This year was not a good one in black reality television for anyone looking for edifying or empowering depictions of African Americans on the small screen. Though there were some uplifting shows like OWN’s 6 Little McGhees, the most popular of the genre depicted flagrant infidelity and/or petty squabbles that usually escalated into elbow- and even bottle-throwing.
The thing is, most fans of the reality television genre (like me) aren’t necessarily looking for inspirational content when setting the DVR to record Love & Hip-Hop Atlanta, Dirty Little Secrets, or Here Comes Honey Boo-Boo for that matter. It’s junk food/guilty pleasure/ratchet entertainment that guarantees a mindless laugh after a long stressful day trying to make the donuts.
But with a limited landscape of small screen programming that portrays layered black characters or authentic African-American life, can we afford ratchet entertainment? The answer was a resounding “no,” at least among my Facebook friends, when Oxygen released news that rapper Carlos “Shawty Lo” Walker is set to star in upcoming reality series All My Babies Mamas.
According to blogged reports, and the video that surfaced online, the show will document the rapper and his relationship with the 10 women he fathered 11 children with. In a press release, Oxygen’s SVP of development, Cori Abraham, said of the show, “All My Babies’ Mamas will be filled with outrageous and authentic over-the-top moments that our young, diverse female audience can tweet and gossip about.”
“It’s our fault for watching these shows,” was pretty much the consensus of a few FB friends — “our” being the legions that made the controversial Basketball Wives and Love & Hip-Hop franchises runaway successes.
But is it our fault?
African-American households represent five to 15 percent of the viewing audience of the top-rated reality shows. Clearly, we are not the only ones watching.

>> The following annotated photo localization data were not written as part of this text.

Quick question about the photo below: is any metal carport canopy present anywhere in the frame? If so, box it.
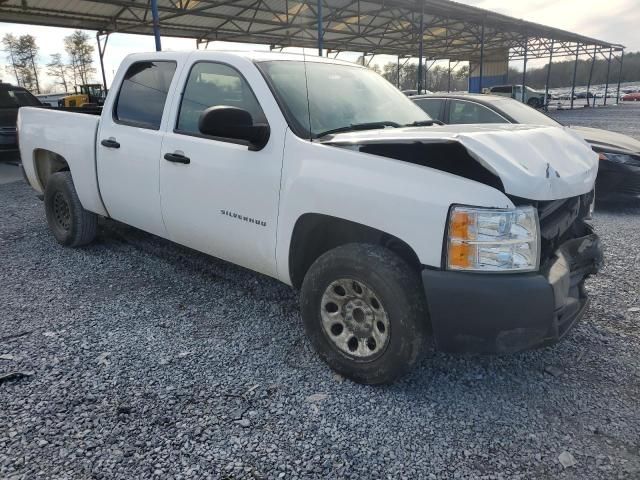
[0,0,624,60]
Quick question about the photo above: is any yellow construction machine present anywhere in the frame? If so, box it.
[58,84,105,108]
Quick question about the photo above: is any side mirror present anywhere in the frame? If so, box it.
[198,106,270,151]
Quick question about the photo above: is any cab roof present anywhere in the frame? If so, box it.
[124,50,363,68]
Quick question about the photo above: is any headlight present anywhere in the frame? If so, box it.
[446,205,540,272]
[598,151,640,166]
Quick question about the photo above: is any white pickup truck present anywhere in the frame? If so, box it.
[18,51,602,384]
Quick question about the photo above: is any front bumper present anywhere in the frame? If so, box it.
[422,229,603,354]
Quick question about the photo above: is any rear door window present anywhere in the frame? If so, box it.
[490,86,512,94]
[0,88,39,108]
[448,100,508,124]
[114,61,177,130]
[413,98,444,121]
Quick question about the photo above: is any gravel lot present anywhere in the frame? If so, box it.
[549,103,640,141]
[1,107,640,479]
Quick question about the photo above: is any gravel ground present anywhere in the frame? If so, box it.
[549,103,640,141]
[1,182,639,479]
[2,112,640,478]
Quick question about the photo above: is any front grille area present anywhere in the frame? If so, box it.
[511,191,594,265]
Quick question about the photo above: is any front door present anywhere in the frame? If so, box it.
[97,60,178,238]
[160,60,284,278]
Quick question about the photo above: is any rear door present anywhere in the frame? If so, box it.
[97,59,180,237]
[446,99,510,124]
[159,56,287,278]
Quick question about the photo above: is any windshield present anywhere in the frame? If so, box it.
[257,60,431,138]
[0,87,41,108]
[494,98,559,127]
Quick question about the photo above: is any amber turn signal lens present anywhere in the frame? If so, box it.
[448,241,474,269]
[449,210,473,239]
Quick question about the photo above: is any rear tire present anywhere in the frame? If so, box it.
[300,243,429,384]
[44,171,97,247]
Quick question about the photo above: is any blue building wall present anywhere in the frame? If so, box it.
[468,50,509,93]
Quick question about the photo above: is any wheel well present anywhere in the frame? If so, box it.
[33,149,69,190]
[288,213,421,288]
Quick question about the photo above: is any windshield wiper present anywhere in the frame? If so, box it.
[316,121,401,138]
[404,119,444,127]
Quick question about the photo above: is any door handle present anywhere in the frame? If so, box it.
[164,152,190,164]
[100,138,120,149]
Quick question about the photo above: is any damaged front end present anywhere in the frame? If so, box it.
[422,190,603,354]
[323,125,602,354]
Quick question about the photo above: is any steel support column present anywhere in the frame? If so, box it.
[616,49,624,104]
[586,46,596,106]
[603,48,612,106]
[96,31,109,92]
[570,43,580,109]
[478,21,485,93]
[316,0,323,56]
[521,39,528,103]
[544,39,554,109]
[150,0,162,51]
[417,11,424,94]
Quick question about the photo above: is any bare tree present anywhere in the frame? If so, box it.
[47,53,70,93]
[64,30,95,87]
[2,33,22,86]
[15,35,41,93]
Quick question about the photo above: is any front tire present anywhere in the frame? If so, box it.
[300,243,429,384]
[44,171,97,247]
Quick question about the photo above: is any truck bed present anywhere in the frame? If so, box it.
[17,107,107,216]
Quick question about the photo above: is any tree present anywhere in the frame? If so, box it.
[2,34,21,86]
[379,61,469,92]
[64,30,95,87]
[455,65,469,80]
[507,52,640,88]
[2,34,41,92]
[47,53,70,93]
[16,34,41,93]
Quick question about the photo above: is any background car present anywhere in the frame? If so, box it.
[402,89,432,96]
[485,84,547,108]
[0,82,42,161]
[622,92,640,101]
[411,93,640,199]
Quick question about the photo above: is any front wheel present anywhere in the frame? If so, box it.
[300,243,429,384]
[44,171,97,247]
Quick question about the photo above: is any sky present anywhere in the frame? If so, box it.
[0,0,636,92]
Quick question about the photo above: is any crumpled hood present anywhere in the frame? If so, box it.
[569,125,640,154]
[323,123,598,201]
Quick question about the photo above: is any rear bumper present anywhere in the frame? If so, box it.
[422,229,602,354]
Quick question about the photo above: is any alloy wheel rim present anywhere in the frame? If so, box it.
[320,278,390,360]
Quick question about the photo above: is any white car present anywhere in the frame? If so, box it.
[18,51,602,384]
[486,84,547,108]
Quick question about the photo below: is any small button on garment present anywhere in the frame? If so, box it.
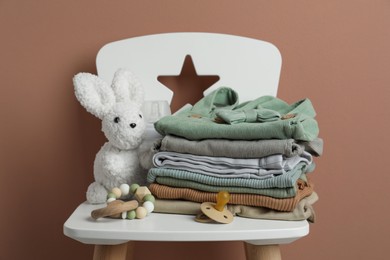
[281,113,296,120]
[130,123,137,128]
[188,114,202,119]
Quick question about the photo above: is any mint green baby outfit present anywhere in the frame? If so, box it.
[154,87,319,141]
[147,162,312,198]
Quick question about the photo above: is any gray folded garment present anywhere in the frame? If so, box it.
[299,138,323,157]
[152,151,312,179]
[158,135,323,158]
[153,192,318,223]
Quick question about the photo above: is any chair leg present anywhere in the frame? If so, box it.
[244,243,282,260]
[93,242,135,260]
[126,241,135,260]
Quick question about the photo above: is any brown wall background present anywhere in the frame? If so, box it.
[1,1,390,259]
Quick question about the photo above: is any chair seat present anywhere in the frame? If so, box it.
[64,202,309,246]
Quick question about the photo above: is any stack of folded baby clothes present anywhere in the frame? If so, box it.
[146,87,323,222]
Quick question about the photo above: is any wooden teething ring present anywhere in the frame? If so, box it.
[91,200,139,220]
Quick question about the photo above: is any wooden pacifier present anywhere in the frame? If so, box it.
[91,200,138,220]
[195,191,234,224]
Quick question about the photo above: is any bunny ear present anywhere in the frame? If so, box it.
[73,72,115,119]
[111,69,144,107]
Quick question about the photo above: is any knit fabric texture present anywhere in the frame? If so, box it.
[149,178,313,212]
[153,192,319,222]
[159,135,325,158]
[154,87,319,141]
[147,162,309,189]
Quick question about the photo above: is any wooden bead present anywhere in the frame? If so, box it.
[127,210,136,220]
[143,194,155,203]
[107,197,116,203]
[143,201,154,214]
[135,207,147,219]
[107,192,117,199]
[119,184,130,196]
[111,187,122,199]
[135,186,151,202]
[130,184,140,193]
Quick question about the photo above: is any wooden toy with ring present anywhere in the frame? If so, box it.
[91,184,155,220]
[195,191,234,224]
[91,200,138,219]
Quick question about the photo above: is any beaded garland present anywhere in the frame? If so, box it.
[106,183,156,220]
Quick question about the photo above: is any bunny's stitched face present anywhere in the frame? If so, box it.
[101,102,145,150]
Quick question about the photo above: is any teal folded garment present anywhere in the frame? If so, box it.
[147,162,310,190]
[154,87,319,141]
[148,165,312,198]
[154,177,298,198]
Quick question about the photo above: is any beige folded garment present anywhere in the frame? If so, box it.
[153,192,318,223]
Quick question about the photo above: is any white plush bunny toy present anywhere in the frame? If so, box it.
[73,69,147,204]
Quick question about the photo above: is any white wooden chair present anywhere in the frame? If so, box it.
[64,32,309,260]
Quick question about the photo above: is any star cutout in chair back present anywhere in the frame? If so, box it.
[158,55,220,112]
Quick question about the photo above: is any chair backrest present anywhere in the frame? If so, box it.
[96,32,282,106]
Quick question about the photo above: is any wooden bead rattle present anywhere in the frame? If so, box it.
[91,183,155,220]
[195,191,234,224]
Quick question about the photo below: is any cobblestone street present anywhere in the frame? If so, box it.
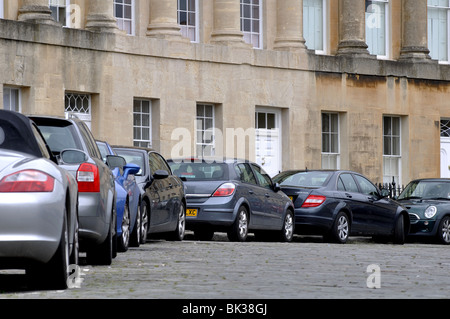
[1,234,449,300]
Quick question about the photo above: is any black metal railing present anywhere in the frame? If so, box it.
[377,180,405,199]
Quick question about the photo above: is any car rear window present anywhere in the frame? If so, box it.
[274,171,332,187]
[169,162,229,181]
[35,122,83,154]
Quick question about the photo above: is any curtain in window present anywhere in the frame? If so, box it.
[365,0,387,56]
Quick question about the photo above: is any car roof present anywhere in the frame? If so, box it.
[167,158,250,164]
[0,110,45,158]
[112,145,155,153]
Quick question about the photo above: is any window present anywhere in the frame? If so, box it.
[365,0,389,58]
[383,116,401,184]
[178,0,198,42]
[49,0,68,26]
[235,163,257,185]
[354,174,379,196]
[251,163,272,189]
[114,0,134,35]
[441,118,450,137]
[338,173,359,193]
[133,99,152,148]
[3,87,20,112]
[65,93,92,129]
[0,0,4,19]
[303,0,327,53]
[428,0,450,63]
[240,0,262,49]
[322,113,339,169]
[196,104,215,158]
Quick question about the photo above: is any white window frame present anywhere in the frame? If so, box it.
[365,0,390,59]
[303,0,328,55]
[114,0,135,36]
[49,0,70,27]
[196,104,215,158]
[321,112,340,169]
[427,0,450,64]
[65,92,92,129]
[240,0,263,49]
[0,0,4,19]
[3,87,21,113]
[178,0,199,43]
[133,99,152,148]
[383,116,401,185]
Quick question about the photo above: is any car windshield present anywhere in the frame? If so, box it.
[273,171,332,187]
[398,180,450,200]
[114,150,146,176]
[169,162,229,181]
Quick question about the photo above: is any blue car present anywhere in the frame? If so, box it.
[97,141,141,252]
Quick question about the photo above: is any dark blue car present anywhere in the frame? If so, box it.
[167,159,295,242]
[97,141,141,252]
[273,170,409,244]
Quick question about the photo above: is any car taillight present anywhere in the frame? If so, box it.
[0,170,55,192]
[77,163,100,193]
[212,183,236,197]
[301,195,326,208]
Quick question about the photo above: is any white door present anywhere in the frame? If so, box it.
[441,137,450,178]
[255,108,281,177]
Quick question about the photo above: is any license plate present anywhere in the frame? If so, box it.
[186,209,198,217]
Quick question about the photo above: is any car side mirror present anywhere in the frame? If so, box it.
[106,155,127,170]
[123,163,140,179]
[60,149,88,164]
[153,169,169,180]
[273,182,281,192]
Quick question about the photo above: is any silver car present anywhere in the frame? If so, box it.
[30,115,117,265]
[0,110,80,289]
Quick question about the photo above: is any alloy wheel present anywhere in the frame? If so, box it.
[337,215,349,242]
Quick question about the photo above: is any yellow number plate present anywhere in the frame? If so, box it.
[289,196,294,202]
[186,209,198,217]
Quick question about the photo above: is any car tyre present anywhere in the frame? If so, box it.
[69,217,79,266]
[279,210,294,242]
[140,201,149,244]
[168,203,186,241]
[228,206,249,242]
[328,211,349,244]
[130,201,141,247]
[437,216,450,245]
[117,202,131,252]
[393,214,406,245]
[86,214,114,266]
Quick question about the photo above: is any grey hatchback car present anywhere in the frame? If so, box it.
[167,159,295,242]
[29,115,117,265]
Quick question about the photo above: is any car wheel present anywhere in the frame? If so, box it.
[86,214,113,266]
[130,202,141,247]
[393,214,406,245]
[279,210,294,242]
[228,206,249,242]
[140,201,149,244]
[168,203,186,241]
[69,217,79,266]
[437,216,450,245]
[328,211,349,244]
[28,212,71,289]
[117,203,130,252]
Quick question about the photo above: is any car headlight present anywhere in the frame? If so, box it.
[424,206,437,219]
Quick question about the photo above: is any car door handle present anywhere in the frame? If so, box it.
[265,193,270,198]
[248,190,254,194]
[345,193,352,198]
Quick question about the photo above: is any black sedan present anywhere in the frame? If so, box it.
[112,146,186,242]
[167,159,295,242]
[396,178,450,244]
[272,170,409,244]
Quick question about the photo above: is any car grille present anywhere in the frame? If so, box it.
[409,213,420,224]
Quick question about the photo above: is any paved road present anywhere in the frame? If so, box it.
[1,233,449,301]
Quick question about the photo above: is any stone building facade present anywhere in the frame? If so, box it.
[1,0,450,185]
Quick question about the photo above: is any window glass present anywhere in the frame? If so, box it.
[178,0,198,42]
[251,163,272,189]
[354,174,379,196]
[240,0,262,48]
[168,162,229,181]
[428,0,449,62]
[338,173,359,193]
[235,163,257,185]
[303,0,324,51]
[114,0,134,35]
[365,0,389,57]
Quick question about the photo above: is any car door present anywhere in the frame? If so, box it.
[250,163,284,229]
[234,163,265,227]
[337,173,373,234]
[353,174,396,235]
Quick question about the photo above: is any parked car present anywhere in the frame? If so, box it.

Additionally, according to Target Market News, Scandal, 60 Minutes, and Person of Interest were among the top-watched network shows in black households during the week of November 27th — along with cable hits T.I. & Tiny the Family Hustle, Basketball Wives LA, and Chrissy & Mr. Jones. Yes, reality shows are cheaper to produce, but why aren’t television production companies also racing to create more shows with black female lead characters a la Kerry Washington’s Olivia Pope on Scandal or Taraji P. Henson’s Detective Joss Carter on Person of Interest?
As long as African Americans remain underrepresented in the positions that greenlight shows, we will continue to be at the mercy of what the networks and cable channels decide to put out. It is perhaps no accident that Oprah’s OWN released wholesome family reality show 6 Little McGhees.
But the fact remains, if there were more of us helming studios and production companies, we still wouldn’t agree on what the right representation of blackness is. (See critiques on Tyler Perry, Lee Daniels, The Cosby Show.)
After centuries of being stereotyped, misunderstood, and maligned in American culture, we are rightly vigilant about how we are depicted and how others see us. But will there ever be a time when we can enjoy ratchet alongside wholesome black entertainment? Should there be such a time?